Psilocybin’s acute and persistent brain effects: a precision imaging drug trial

Scientific Data  – June 05, 2025

Source: OpenAlex

Summary

A compelling drug trial investigated psilocybin, a powerful hallucinogen, as a potential medicine for psychiatric conditions. Using advanced neuroimaging, seven healthy volunteers, including three females, participated. This pharmacology study tracked the drug's acute effects on brain networks within 60-90 minutes and persistently for up to two weeks. This neuroscience and psychology dataset, a significant contribution to psychedelics and drug studies, provides rich information on how psilocybin influences brain function, offering insights into its therapeutic potential.

Abstract

Psilocybin (PSIL) is a psychedelic drug and a promising experimental therapeutic for many psychiatric conditions.
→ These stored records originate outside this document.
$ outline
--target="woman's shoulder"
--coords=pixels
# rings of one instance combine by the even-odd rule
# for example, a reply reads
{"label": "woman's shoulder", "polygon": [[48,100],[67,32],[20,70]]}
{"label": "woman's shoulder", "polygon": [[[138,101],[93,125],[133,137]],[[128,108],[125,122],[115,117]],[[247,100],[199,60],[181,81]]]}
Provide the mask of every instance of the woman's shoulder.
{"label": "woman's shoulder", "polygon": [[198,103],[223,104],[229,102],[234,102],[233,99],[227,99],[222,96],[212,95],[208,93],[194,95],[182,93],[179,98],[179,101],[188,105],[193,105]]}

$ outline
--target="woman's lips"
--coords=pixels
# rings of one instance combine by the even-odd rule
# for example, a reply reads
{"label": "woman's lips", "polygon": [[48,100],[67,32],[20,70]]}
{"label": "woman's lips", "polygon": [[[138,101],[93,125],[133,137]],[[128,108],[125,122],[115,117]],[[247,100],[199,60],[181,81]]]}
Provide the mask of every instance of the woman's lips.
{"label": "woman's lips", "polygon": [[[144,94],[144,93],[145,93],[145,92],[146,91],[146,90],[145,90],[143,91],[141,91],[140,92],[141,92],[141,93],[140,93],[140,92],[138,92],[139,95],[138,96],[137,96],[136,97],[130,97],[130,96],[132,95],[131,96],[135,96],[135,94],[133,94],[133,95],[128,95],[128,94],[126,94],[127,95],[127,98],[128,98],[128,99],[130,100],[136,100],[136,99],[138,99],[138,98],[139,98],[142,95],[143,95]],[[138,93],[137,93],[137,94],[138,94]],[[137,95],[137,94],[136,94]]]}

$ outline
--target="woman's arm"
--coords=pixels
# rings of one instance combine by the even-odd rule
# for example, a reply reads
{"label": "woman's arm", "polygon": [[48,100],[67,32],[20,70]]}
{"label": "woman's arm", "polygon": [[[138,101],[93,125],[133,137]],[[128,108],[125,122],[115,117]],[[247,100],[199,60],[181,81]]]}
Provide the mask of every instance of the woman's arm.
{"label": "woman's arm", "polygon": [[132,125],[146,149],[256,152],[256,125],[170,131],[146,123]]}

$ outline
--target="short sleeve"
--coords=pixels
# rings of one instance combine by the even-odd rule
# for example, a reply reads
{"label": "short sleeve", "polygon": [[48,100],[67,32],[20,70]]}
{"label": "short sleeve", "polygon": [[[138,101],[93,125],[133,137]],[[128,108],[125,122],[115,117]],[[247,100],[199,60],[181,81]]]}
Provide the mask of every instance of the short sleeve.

Precision functional mapping (PFM) combines densely repeated resting state fMRI sampling and individual-specific network mapping to improve signal-to-noise ratio (SNR) and effect size in brain imaging research. We present a randomized cross-over study in which PFM was used to characterize acute and persistent effects of psilocybin or methylphenidate (MTP) on brain networks. Seven healthy volunteers (mean age 34.1 years, SD = 9.8; n = 3 females, n = 6 Caucasians) underwent (1) extensive baseline imaging, (2) imaging beginning 60-90 minutes after drug exposure, and (3) longitudinal imaging for up to two weeks after drug exposure. Four individuals also participated in an open-label PSIL replication protocol over 6 months later. This dataset includes resting state (using advanced high-resolution multi-echo fMRI), task fMRI, structural, and diffusion basis spectral imaging as well as assessments of subjective experience. We are releasing this unique dataset as a resource for neuroscientists to study the acute and persistent effects of PSIL and MTP on brain networks.